Als de Coole Gasten het einde bij Fort Ascore naderen, zien ze een Halfling met lange blonde krullen, gehuld in een lange zwarte mantel met donkerpaarse biezen, op ze af komen rennen, op de hielen gevolgd door twee lagere demonen. Met een gil duikt ze tussen de Coole Gasten door en verstopt zich in wat alleen maar compost genoemd kan worden terwijl de Coole Gasten kort werk maken van de demonen.

Na het gevecht komt de dame weer tevoorschijn. Ze blijkt Samira te heten, komt uit Amn en is naar Ascore gereisd met een kerel genaamd Karim en nog drie reisgenoten. Ze zijn naar Ascore gekomen, omdat ze wisten dat er hier een scheur naar de Abyss is. En da's handig als je demonen probeert op te roepen. Echter, de spreuk die Karim deed om een kleine demon op te roepen pakte veel sterker uit dan verwacht en Lord Damian stapte door de scheur. Karim stierf viel direct omdat Damian te sterk was om gebonden te worden. De andere cultisten werden gevangen genomen. Samira wist zojuist te ontsnappen; eerder was Laravel de Elf al weggekomen.


Op het moment dat Samira dat zegt, verschijnt Laravel op de Groene Brug, maar ... het lijkt niet goed te gaan met hem. De kleur is uit z'n wangen en door z'n borstkas groeien paddenstoelen. Hij komt op de Coole Gasten afgelopen, zijn zwaard achter zich aan slepend. Naast Laravel staan twee reuzen-paddenstoelen die met hem mee optrekken. Samira verstopt zich meteen weer. Terwijl Storm twee van de aanvallers bezig houdt, rekent Elf snel af met de derde. Storm schakelt Laravel uit en Lia brengt haar magische macht te berde tegen een van de Myconids. Uiteindelijk wordt de laatste tegenstander door Storm van de Groene Brug afgeschopt, en hij overleeft de val niet. Nu alles weer tot rust komt, ziet Elf dat de gesneuvelde elf wel erg mooie schoenen heeft, en zo is Elf aan zijn Boots of Elvenkind gekomen.

Alle gevaar lijkt geweken, en Storm besluit dat Samira, voor haar rol in het oproepen van demonen, door de Raad berecht moet worden.

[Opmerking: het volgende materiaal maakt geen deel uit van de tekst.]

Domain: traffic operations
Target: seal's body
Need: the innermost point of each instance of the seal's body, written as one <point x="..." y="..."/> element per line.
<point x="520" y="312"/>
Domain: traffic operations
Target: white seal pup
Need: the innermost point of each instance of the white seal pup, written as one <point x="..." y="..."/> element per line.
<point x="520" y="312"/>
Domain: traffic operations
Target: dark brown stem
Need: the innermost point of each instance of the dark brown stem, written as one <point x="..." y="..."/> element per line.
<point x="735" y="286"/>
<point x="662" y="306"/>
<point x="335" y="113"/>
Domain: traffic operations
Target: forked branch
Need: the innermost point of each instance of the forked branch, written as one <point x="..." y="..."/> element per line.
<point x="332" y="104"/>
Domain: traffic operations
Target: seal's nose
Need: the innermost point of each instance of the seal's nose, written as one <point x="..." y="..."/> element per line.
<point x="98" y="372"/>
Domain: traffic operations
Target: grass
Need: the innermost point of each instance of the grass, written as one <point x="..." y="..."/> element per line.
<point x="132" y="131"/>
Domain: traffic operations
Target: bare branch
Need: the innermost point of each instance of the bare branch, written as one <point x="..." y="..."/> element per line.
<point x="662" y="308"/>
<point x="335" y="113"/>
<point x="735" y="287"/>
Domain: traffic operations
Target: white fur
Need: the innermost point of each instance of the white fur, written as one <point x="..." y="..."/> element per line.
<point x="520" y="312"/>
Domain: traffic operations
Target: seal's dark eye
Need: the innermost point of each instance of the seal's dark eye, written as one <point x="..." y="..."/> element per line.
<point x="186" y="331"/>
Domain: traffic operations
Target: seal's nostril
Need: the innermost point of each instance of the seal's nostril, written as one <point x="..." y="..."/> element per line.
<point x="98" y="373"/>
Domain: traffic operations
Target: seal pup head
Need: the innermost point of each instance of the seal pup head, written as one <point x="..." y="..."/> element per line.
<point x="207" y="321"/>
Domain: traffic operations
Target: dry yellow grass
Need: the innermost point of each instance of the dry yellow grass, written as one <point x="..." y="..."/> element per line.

Het lijkt Lia wel een goed idee om Samira mee te nemen naar het Fort, dan kan ze als lokaas worden ingezet; Storm brengt haar op andere ideeën. In het bezit van een gevangene, heel veel meer informatie en uitgeput van de twee gevechten, besluiten de Coole Gasten om Samira aan de Wacht over te dragen en naar huis te gaan. Morgen wordt het beleg van het Fort afgestemd met de Heren van de Raad.